SYNONYM OR CROSS REFERENCE: Smallpox, VARV, and variola minor virus strains (alastrim, amass, or kaffir viruses)(1,2,3).
CHARACTERISTICS: A member of the family Poxviridae , subfamily Chordopoxvirinae , genus Orthopoxvirus . Virions are shaped like bricks on electron micrographs and measure approximately 300 x 250 x 200 nm(2,4). Orthopoxviruses have an outside envelope and a second membrane underneath. Instead of a capsid, poxviruses have a nucleosome which contains DNA, and is surrounded by its own membrane(5). They contain single, linear, double-stranded DNA molecules of 130 to 375 kb pairs and replicate in the cell cytoplasm(4). Variola virus is the most complex of the orthopoxvirus genus, having many different strains(6,7).
PATHOGENICITY/TOXICITY: Smallpox is an acute, contagious disease with two main forms, variola major and variola minor, both of which cause similar lesions(1). There are 4 types of variola major infection presentations.

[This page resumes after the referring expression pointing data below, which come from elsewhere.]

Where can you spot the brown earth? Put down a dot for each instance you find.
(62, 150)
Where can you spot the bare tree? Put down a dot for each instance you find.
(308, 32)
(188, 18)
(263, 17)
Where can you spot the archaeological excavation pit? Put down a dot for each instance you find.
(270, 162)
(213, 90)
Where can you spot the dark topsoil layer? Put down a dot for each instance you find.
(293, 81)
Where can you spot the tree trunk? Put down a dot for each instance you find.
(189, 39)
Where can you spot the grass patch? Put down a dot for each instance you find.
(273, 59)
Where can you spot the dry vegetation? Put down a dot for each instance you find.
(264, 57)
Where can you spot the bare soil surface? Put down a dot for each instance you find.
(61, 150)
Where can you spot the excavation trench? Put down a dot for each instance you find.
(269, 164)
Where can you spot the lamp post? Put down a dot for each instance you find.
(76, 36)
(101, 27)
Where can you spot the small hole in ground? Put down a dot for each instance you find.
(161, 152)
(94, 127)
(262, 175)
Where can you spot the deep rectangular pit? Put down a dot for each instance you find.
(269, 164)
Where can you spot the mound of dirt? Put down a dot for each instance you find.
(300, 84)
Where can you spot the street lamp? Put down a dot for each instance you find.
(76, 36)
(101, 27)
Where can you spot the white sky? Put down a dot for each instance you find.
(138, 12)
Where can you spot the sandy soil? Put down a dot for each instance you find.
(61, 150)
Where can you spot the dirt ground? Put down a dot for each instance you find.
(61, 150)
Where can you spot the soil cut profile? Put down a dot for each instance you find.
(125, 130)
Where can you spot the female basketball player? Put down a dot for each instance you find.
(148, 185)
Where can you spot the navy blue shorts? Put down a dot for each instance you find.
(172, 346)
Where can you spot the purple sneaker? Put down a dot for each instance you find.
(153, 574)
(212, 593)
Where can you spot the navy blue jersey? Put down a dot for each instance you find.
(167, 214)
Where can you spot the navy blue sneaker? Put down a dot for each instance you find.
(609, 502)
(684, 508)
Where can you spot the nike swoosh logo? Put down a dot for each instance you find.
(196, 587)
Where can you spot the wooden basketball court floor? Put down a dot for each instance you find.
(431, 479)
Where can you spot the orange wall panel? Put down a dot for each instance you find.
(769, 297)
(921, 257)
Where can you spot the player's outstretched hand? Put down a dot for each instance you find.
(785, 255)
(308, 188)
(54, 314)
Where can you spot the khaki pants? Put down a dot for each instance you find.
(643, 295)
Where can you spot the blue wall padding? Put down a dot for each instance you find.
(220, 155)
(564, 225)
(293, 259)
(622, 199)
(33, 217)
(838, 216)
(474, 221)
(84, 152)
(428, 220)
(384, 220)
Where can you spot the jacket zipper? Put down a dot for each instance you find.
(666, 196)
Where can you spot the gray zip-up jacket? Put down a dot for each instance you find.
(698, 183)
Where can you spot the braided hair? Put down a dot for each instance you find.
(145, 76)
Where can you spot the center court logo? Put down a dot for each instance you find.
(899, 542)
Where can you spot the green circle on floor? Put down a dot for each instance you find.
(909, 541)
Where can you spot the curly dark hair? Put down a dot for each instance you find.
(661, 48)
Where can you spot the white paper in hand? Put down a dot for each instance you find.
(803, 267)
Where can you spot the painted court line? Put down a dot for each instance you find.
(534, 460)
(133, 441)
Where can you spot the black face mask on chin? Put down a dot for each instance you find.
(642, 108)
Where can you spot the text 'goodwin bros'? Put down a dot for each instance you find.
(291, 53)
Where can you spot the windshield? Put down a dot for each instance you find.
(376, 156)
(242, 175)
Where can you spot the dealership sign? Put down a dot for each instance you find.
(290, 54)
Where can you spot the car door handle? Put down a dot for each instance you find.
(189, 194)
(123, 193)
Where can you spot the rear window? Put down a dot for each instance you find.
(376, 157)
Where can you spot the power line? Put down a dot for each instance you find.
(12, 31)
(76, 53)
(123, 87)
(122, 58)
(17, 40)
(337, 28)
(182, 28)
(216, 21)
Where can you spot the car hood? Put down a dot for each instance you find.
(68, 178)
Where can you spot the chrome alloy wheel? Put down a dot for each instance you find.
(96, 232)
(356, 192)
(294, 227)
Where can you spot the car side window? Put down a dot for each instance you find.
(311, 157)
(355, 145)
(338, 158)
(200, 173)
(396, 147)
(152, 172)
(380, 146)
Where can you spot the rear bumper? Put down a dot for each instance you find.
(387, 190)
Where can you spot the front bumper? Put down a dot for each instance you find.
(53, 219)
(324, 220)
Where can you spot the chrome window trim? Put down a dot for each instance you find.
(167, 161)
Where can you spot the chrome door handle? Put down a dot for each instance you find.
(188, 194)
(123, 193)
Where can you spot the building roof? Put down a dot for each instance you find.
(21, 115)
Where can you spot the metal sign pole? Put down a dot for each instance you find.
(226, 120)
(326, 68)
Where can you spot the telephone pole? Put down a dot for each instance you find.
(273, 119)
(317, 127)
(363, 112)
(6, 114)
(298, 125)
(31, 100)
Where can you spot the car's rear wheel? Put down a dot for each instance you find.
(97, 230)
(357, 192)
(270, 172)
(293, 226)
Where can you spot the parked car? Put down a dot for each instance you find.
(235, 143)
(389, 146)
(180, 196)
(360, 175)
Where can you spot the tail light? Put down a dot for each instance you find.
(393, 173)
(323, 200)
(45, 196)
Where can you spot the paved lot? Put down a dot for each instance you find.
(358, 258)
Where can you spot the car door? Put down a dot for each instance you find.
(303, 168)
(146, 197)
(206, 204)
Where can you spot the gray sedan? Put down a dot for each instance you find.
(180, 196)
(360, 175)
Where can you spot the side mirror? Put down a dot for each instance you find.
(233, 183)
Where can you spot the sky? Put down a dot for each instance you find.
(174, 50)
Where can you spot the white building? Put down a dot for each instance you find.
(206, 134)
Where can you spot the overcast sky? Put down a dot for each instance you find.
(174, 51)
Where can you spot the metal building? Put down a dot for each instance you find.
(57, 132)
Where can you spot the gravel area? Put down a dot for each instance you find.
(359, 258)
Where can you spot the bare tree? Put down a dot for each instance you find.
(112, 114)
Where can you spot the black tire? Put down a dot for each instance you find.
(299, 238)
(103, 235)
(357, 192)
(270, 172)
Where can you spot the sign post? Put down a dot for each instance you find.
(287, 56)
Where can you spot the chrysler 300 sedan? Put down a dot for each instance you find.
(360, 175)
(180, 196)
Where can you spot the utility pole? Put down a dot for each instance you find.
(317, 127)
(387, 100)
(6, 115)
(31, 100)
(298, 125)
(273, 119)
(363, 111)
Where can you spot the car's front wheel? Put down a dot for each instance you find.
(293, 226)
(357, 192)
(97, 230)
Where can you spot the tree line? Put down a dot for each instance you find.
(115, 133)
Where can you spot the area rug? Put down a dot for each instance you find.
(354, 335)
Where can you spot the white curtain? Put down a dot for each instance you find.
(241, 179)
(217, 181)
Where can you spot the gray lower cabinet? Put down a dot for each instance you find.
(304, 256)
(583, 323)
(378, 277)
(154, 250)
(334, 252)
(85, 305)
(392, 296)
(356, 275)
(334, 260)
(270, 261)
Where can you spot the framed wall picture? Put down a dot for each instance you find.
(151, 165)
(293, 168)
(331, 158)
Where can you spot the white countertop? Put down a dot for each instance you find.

Ordinary variola major : The most common form, which accounts for more than 90% of cases and has a fatality rate of approximately 30% among unvaccinated individuals, and 3% for vaccinated individuals(8). The cause of death is usually bronchopneumonia, although in about 3% of cases, fatal haemorrhages occur. The prodromal phase consists of sudden onset of influenza-like symptoms, characterized by fever, malaise, headache, prostration, severe back pain, and sometimes abdominal pain and vomiting. Two to 3 days later, the temperature falls and the patient feels somewhat better, at which time a characteristic rash appears, first on the face (starting as small red spots) then on the tongue, mouth, nose, and hands. After a few days, the rash progresses to the trunk where fewer lesions occur. Lesions in the mucous membranes of the nose and mouth ulcerate quickly, releasing large amounts of virus into the mouth and throat. Lesions progress from macules to papules to vesicles to pustules, and at 8 to14 days, the pustules form scabs which leave depressed depigmented scars upon healing. All lesions in a given area progress through these stages together(1,8).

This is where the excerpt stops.